Question 11.1 Study the following code and find the two bugs in it. Fix the bugs and then compile and run it to verify that it prints out "p=I am a flea called Pop".

class Flea 
begin 
   property String name; 
 
   constructor Flea(String aName) 
   begin 
      aName = name; 
   end 
 
   public method String toString() 
   begin 
      return "I am a flea called " + name; 
   end 
end 
 
class Dog 
begin 
   property String name; 
   property int age; // Age in years 
   property Flea dogsFlea; 
 
   constructor Turtle(String aName, int anAge, Flea aFlea) 
   begin 
      name = aName; 
      age = anAge; 
      dogsFlea = aFlea; 
   end 
end 
 
class DogTest 
begin 
   beginMain 
      Flea p = new Flea("Pop"); 
      Flea s = new Flea("Squeak"); 
      Flea z = new Flea("Zip"); 
      System.out.println("p=" + p); 
   endMain 
end 

Question 11.2: In the main function of the DogTest class, write code to call the toString method for the fleas referenced by s and z.
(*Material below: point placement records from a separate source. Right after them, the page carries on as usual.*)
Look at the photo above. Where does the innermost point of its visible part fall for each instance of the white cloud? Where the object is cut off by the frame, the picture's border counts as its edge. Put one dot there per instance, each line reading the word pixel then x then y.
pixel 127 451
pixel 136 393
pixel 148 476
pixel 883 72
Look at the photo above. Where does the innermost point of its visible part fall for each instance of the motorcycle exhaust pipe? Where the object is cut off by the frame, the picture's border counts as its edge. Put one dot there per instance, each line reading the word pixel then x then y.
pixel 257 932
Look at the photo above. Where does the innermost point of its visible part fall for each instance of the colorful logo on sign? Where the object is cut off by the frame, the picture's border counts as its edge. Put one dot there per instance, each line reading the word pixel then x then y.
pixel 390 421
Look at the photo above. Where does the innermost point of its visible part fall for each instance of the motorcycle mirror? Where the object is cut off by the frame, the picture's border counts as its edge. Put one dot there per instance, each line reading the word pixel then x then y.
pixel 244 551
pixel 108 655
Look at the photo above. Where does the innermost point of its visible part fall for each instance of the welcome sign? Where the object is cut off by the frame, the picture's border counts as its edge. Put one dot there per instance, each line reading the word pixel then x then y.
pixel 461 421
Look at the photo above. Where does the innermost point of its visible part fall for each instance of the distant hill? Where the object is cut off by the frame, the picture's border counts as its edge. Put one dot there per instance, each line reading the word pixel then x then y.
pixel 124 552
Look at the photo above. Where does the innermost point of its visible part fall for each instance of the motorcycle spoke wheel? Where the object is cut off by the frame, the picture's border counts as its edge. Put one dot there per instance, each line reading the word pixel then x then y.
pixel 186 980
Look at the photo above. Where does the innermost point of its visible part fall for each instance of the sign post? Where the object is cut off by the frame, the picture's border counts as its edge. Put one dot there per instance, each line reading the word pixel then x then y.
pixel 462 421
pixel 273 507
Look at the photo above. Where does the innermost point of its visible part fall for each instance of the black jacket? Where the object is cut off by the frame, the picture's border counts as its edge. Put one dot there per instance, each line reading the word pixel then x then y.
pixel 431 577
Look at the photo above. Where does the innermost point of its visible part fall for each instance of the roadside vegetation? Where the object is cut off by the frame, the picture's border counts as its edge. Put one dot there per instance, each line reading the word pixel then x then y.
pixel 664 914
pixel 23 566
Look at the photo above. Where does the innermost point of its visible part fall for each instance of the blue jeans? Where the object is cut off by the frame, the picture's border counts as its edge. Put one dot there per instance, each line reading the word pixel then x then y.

Question 11.3: In the main method of the DogTest class, write code to construct three dogs called "Fido", "Jimbo" and "Rex". For the purposes of the rest of these questions, let the name of the references for Fido, Jimbo and Rex be f j and r. Note that the third parameter to the Dog class is of type Flea. Therefore you will need to supply a Flea reference for each dog. Make it so that Fido has a flea called Pop, Jimbo has a flea called Squeak, and Rex has a flea called Zip.

HINT: If the flea called Pop is referenced by the variable name p, then this reference should appear as the third argument in one of the calls to the Dog constructor.

Question 11.4: Write a toString method in the Dog class that works like the toString method in the Flea class. Then call this method from the main function to print out the full statistics of the three dogs that you have just created in Question 11.3.

Question 11.5: By copying the pattern of the Flea and Dog classes, write a class DogOwner that has three non-private properties: name, salary and ownersDog. Also write a three-parameter constructor for the DogOwner class that sets these properties.

Question 11.6: Add some code into the main function to construct three dog owners called Angus, Brian and Charles. Make it so that Angus has a dog called Rex, Brian has a dog called Jimbo, and Charles has a dog called Fido. For the purposes of the rest of these questions, let the name of the references for Angus, Brian and Charles be (respectively) a, b and c. Use the Dog references that you created in Question 11.3 to achieve this. Make it so that Angus, Brian and Charles have initial salaries of 10,000, 20,000 and 30,000.

Question 11.7: Without changing the call to the DogOwner constructor, change the value of the salary property of object referenced by a to 1,000,000. Note that since the salary property of the DogOwner class is non-private you should be able to set the value of the salary property from the main function of DogTest.

Question 11.8: Write a toString method for the class DogOwner and add some code to the main function to call it for Angus, Brian and Charles.

Question 11.9: What is the value of: a.ownersDog.dogsFlea.toString()? Add some code to the main function to find out if it does what you think it should do.